New survey data shows lack of security support from C-level executives and diminishing security budgets
Despite a recent report from Gartner stating that cybercrime is now costing the global economy $5.2 trillion, a new study from Outpost24, an innovator in identifying and managing cyber security exposure, has revealed that almost one in ten (9 percent) organisations say their IT security budget is actually falling year over year.
The study, which was carried out in March 2019 at the RSA Conference in San Francisco, also revealed that 26 percent of organisations said their IT security budget is staying the say year over year, despite 62 percent stating that they do not know or do not believe that all their organisation’s most critical digital assets are comprehensively secured.
When survey respondents were asked what makes their organisation least prepared for cyberattacks, 31 percent said it was down to not having enough time to keep on top of threats targeting their organisation, while 21 percent said it was not having the inhouse knowledge and expertise to remediate and triage vulnerabilities found. Interestingly, 13 percent of respondents felt they did not have enough c-level buy-in to support security, while 26 percent said they didn’t believe their c-level executives and board members had a good enough understanding of the security threats targeting their organisation.
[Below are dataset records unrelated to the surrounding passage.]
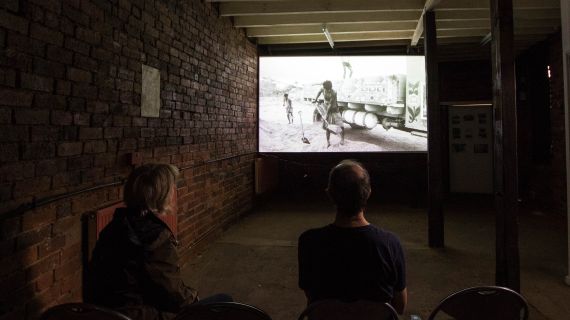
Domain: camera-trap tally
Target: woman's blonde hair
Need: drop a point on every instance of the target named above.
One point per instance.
(150, 186)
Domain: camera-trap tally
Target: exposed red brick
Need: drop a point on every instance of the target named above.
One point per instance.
(69, 148)
(40, 32)
(31, 116)
(59, 54)
(17, 98)
(78, 75)
(17, 171)
(78, 79)
(13, 22)
(48, 68)
(9, 152)
(12, 5)
(51, 245)
(46, 264)
(31, 186)
(38, 150)
(51, 5)
(94, 147)
(45, 281)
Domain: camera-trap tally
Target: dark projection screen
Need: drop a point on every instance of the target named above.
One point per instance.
(376, 104)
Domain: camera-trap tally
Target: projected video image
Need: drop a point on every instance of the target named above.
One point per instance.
(342, 104)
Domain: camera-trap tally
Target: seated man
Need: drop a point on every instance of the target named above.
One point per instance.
(351, 259)
(134, 268)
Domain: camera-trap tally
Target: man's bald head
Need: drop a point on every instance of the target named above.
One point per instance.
(349, 186)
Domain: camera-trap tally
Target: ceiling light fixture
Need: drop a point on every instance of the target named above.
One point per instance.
(328, 35)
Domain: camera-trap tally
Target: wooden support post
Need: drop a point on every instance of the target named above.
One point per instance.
(435, 134)
(565, 15)
(507, 271)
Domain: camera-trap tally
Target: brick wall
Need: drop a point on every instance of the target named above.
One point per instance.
(70, 84)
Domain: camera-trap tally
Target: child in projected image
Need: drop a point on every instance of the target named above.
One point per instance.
(332, 113)
(288, 108)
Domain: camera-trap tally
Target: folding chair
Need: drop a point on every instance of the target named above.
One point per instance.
(358, 310)
(222, 311)
(489, 303)
(81, 311)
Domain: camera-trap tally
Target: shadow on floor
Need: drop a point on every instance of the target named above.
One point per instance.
(256, 259)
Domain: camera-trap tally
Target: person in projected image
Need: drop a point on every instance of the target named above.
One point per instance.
(351, 259)
(134, 269)
(288, 108)
(330, 113)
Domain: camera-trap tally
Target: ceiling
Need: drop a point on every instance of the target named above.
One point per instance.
(461, 24)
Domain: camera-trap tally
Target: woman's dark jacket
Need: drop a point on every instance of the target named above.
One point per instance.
(134, 268)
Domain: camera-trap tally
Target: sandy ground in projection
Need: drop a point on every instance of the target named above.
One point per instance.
(276, 135)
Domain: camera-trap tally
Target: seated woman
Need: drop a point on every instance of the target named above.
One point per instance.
(134, 268)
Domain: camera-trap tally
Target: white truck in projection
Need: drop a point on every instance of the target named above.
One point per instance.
(393, 101)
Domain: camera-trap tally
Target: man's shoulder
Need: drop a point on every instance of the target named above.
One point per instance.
(384, 236)
(313, 233)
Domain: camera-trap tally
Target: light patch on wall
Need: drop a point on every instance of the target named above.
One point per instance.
(150, 95)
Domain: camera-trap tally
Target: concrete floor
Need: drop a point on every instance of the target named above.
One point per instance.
(255, 260)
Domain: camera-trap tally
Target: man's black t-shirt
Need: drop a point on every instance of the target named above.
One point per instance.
(351, 264)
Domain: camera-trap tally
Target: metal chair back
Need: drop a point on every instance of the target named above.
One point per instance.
(358, 310)
(222, 311)
(81, 311)
(489, 303)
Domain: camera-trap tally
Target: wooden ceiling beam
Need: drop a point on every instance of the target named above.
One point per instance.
(387, 26)
(235, 8)
(454, 35)
(381, 16)
(314, 6)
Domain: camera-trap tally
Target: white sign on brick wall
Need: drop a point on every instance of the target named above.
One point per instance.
(150, 94)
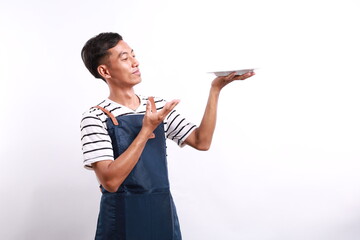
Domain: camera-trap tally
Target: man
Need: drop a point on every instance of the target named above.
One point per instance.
(124, 143)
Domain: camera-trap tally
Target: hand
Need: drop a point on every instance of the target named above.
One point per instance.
(222, 81)
(153, 119)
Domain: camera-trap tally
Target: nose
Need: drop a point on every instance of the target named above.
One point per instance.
(135, 62)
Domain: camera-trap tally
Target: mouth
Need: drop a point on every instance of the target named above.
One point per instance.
(136, 72)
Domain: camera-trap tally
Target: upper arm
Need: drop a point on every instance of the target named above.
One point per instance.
(96, 142)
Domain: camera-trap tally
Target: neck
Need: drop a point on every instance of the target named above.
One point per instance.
(127, 98)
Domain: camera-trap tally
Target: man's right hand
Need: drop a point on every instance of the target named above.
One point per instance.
(153, 118)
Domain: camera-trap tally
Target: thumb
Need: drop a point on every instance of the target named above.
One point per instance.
(148, 107)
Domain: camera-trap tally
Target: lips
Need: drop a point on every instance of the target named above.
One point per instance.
(136, 72)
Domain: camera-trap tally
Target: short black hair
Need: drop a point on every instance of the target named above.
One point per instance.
(96, 48)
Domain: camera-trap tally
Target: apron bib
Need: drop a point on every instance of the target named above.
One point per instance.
(142, 208)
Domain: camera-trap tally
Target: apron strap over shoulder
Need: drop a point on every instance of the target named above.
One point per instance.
(109, 114)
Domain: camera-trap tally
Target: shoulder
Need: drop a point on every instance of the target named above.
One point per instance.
(94, 114)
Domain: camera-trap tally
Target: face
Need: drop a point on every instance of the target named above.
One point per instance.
(121, 68)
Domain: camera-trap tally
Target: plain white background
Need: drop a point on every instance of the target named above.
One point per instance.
(285, 159)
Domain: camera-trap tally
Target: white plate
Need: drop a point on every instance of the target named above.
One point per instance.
(238, 72)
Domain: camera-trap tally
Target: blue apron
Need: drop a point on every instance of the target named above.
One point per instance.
(142, 208)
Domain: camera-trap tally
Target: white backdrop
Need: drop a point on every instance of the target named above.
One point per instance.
(285, 159)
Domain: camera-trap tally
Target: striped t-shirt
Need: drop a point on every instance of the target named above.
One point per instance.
(96, 142)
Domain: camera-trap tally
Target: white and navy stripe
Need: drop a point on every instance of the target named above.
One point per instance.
(96, 142)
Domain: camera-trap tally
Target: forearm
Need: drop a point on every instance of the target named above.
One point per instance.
(204, 133)
(113, 174)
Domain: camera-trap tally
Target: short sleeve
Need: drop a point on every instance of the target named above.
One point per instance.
(95, 140)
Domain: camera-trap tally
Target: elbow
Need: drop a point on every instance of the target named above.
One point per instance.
(203, 147)
(111, 186)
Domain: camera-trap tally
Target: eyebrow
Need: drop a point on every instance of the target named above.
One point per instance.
(122, 53)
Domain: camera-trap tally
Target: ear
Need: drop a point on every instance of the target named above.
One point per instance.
(103, 71)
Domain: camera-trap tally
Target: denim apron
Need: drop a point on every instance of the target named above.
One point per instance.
(142, 208)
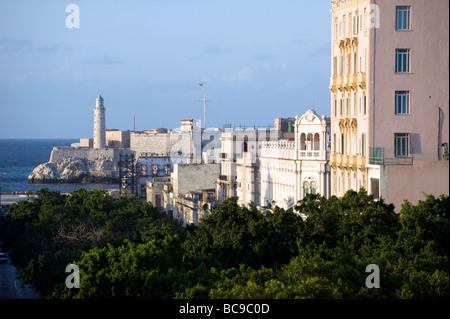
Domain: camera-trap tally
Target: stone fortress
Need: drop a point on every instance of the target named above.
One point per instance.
(153, 153)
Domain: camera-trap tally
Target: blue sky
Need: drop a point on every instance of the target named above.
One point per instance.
(260, 59)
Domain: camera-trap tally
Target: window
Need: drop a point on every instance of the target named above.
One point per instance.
(375, 187)
(305, 188)
(334, 71)
(402, 18)
(334, 142)
(347, 107)
(347, 64)
(402, 60)
(401, 144)
(363, 144)
(313, 187)
(364, 104)
(355, 23)
(365, 19)
(335, 29)
(401, 102)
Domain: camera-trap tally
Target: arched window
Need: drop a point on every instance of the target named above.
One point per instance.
(312, 187)
(303, 142)
(316, 145)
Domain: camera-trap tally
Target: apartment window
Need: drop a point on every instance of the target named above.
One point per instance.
(375, 187)
(305, 188)
(335, 29)
(355, 23)
(313, 187)
(401, 144)
(334, 143)
(347, 107)
(365, 19)
(347, 64)
(364, 104)
(402, 60)
(363, 144)
(401, 102)
(402, 17)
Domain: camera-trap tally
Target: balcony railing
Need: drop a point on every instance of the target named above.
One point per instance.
(376, 155)
(399, 161)
(333, 84)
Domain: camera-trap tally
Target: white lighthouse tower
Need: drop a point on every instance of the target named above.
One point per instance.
(99, 123)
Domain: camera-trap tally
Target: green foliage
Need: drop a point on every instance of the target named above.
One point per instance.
(125, 248)
(236, 235)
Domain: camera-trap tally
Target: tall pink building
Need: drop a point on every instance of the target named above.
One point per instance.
(390, 98)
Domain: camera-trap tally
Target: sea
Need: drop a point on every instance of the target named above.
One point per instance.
(19, 157)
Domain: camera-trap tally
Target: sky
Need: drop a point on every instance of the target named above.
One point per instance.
(259, 60)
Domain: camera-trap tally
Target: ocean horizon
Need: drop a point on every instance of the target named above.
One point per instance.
(19, 157)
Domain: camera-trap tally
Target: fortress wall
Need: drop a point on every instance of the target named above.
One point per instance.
(91, 154)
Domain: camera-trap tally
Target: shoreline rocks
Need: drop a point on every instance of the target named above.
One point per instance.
(80, 165)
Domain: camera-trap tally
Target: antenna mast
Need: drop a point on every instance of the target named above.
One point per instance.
(204, 104)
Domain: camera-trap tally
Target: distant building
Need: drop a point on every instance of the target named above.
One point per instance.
(291, 168)
(117, 139)
(99, 124)
(389, 98)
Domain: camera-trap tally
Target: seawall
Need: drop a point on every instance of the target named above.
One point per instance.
(80, 165)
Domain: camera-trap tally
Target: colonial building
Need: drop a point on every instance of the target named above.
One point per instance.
(389, 98)
(290, 168)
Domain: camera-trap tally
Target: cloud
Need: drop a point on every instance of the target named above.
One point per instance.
(263, 57)
(14, 45)
(214, 49)
(320, 50)
(244, 74)
(102, 59)
(54, 47)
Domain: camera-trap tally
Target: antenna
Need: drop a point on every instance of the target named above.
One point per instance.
(204, 103)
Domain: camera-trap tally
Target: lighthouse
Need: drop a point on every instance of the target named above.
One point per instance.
(99, 123)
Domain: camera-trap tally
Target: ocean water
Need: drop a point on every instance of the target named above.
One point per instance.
(18, 158)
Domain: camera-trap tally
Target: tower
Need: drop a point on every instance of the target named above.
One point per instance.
(99, 123)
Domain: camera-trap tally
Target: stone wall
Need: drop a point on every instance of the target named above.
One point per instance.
(80, 165)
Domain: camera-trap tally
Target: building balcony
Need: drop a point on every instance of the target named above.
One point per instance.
(339, 160)
(340, 83)
(345, 161)
(361, 162)
(353, 162)
(312, 154)
(353, 81)
(333, 160)
(362, 80)
(333, 87)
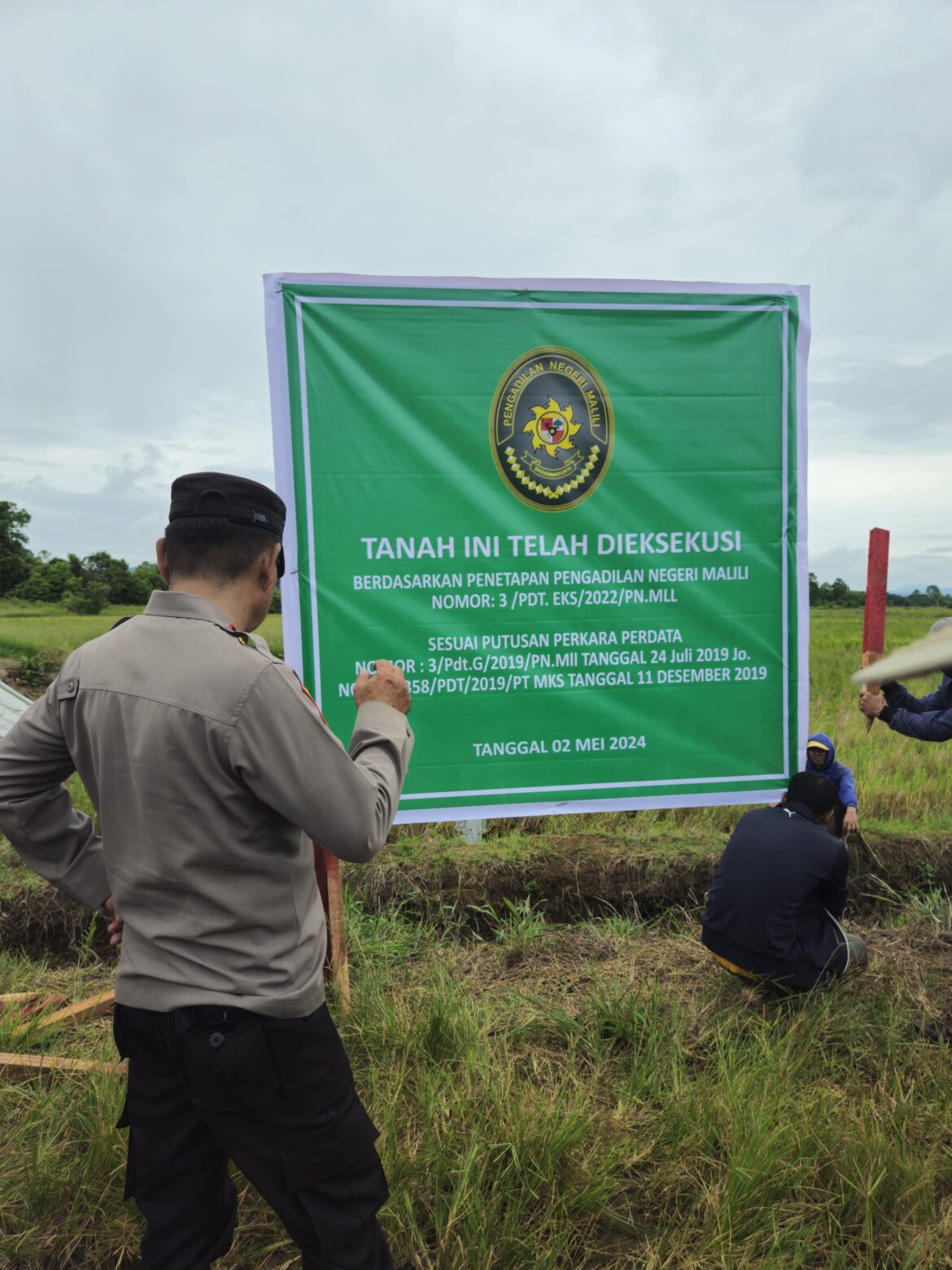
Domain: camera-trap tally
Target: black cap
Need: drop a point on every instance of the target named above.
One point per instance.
(245, 501)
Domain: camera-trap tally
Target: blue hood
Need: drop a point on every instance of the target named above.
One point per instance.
(824, 741)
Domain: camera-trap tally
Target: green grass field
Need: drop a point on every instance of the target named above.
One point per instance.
(578, 1097)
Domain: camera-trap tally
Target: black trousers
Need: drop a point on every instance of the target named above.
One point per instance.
(207, 1085)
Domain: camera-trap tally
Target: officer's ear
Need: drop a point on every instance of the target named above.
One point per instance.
(161, 560)
(267, 563)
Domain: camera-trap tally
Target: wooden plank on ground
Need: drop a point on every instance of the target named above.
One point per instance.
(75, 1014)
(51, 1065)
(25, 1004)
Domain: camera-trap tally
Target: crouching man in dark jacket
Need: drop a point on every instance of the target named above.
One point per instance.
(775, 906)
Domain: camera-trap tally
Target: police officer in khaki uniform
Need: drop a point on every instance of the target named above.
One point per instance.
(212, 771)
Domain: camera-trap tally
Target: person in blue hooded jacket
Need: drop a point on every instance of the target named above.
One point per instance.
(927, 718)
(822, 757)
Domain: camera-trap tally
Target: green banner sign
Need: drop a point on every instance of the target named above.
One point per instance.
(573, 512)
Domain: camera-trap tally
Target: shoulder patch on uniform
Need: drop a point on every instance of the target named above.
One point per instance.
(66, 689)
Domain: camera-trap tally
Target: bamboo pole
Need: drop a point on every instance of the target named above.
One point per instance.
(875, 609)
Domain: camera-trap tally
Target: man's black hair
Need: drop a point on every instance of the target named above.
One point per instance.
(814, 790)
(213, 546)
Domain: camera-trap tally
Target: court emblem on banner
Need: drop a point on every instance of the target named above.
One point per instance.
(551, 428)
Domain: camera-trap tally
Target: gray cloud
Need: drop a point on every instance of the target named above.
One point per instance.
(161, 158)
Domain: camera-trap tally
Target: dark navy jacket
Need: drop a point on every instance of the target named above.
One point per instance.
(779, 878)
(924, 718)
(839, 773)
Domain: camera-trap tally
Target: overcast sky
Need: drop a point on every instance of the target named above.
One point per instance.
(158, 159)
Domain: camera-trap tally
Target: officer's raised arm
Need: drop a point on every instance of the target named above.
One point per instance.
(287, 755)
(36, 809)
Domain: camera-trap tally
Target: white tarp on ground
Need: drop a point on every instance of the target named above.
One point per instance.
(13, 704)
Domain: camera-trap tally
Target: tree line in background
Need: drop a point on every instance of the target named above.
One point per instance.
(88, 585)
(838, 594)
(83, 585)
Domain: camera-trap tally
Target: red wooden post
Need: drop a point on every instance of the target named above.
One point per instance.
(875, 612)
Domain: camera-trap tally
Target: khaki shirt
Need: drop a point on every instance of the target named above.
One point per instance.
(211, 771)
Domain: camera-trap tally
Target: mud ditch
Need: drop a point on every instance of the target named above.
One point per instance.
(582, 875)
(568, 879)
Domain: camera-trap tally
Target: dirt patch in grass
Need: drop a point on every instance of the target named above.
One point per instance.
(578, 875)
(566, 879)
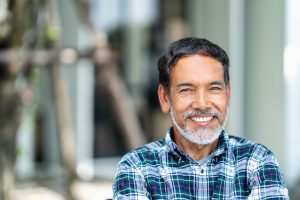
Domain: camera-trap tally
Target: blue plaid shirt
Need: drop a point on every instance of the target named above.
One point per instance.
(237, 169)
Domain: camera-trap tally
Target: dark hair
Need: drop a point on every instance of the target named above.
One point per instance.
(190, 46)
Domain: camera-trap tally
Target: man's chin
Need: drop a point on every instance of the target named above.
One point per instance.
(202, 137)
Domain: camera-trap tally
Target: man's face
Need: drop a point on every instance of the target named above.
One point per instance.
(198, 98)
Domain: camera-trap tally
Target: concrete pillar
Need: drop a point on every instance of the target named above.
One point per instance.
(264, 34)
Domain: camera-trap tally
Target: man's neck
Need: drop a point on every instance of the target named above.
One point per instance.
(195, 151)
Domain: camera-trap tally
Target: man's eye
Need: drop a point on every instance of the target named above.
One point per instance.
(216, 88)
(185, 90)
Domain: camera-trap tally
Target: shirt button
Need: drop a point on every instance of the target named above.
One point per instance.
(202, 170)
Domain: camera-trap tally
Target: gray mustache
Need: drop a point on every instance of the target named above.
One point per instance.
(199, 112)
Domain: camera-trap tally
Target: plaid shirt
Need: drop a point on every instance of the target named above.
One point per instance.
(237, 169)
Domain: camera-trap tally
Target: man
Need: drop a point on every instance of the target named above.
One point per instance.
(198, 159)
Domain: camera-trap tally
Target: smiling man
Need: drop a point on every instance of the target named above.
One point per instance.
(198, 159)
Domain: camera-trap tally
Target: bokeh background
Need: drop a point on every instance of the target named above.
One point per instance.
(78, 82)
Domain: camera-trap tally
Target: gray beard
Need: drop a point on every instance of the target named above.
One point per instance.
(201, 136)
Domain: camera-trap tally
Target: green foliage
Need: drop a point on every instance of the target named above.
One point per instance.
(51, 34)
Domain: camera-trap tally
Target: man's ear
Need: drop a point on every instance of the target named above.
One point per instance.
(164, 100)
(228, 92)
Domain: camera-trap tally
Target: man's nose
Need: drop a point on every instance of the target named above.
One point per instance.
(201, 101)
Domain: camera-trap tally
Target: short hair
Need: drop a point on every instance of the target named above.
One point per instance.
(186, 47)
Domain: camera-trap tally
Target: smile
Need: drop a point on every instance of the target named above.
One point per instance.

“The findings from our study highlight that there is a wide gap between security teams and budget holders which is putting organisations at risk. With the average cost of data breaches exceeding $3.8 million, cybersecurity is very much a c-level and board member issue. Board members and c-level executives should have a comprehensive understanding of their organisation’s security posture and the attacks targeting them, they should then take this data and allocate budgets accordingly, before their business is disrupted or reputation is damaged,” said Bob Egner, VP of Outpost24.
Survey respondents were also asked about the frequency of security assessments on their network, cloud infrastructure, their end points, web applications, data and their users. The findings revealed that seven percent never run assessments on their web applications, users, end points or data, while 13 percent said they never run assessments on their cloud infrastructure. The good news is that a majority of respondents said they carry out continuous monitoring across their technology stack, however, these findings contrast with the 62 percent of responses to the study that said they do not know or do not believe that all their organisation’s most critical digital assets are comprehensively secured.
The respondents that claim to carry out continuous security assessments, include:
- 33 percent continuously carry out security assessments on their network
- 29 percent continuously carry out security assessments on their cloud infrastructure
- 36 percent continuously carry out security assessments on their end points
- 34 percent continuously carry out security assessments on their web applications
- 31 percent continuously carry out security assessments on their data
- 31 percent continuously carry out security assessments on their users
“While it is positive to see a lot of organisations are carrying out continuous security assessments, we would ideally like these numbers to be a lot higher. If organisations are not monitoring their security posture, then the door is left open to malware and attackers that could be avoided. It is also interesting to see that so many organisations are struggling to carry out remediation and triage of security vulnerabilities. If an organisation does not have the in-house capabilities to carry out these tasks, they should look to outsource it to a third-party who can offer expertise in the area and ensure all vulnerabilities are comprehensively mitigated before they are exploited maliciously,” continued Egner.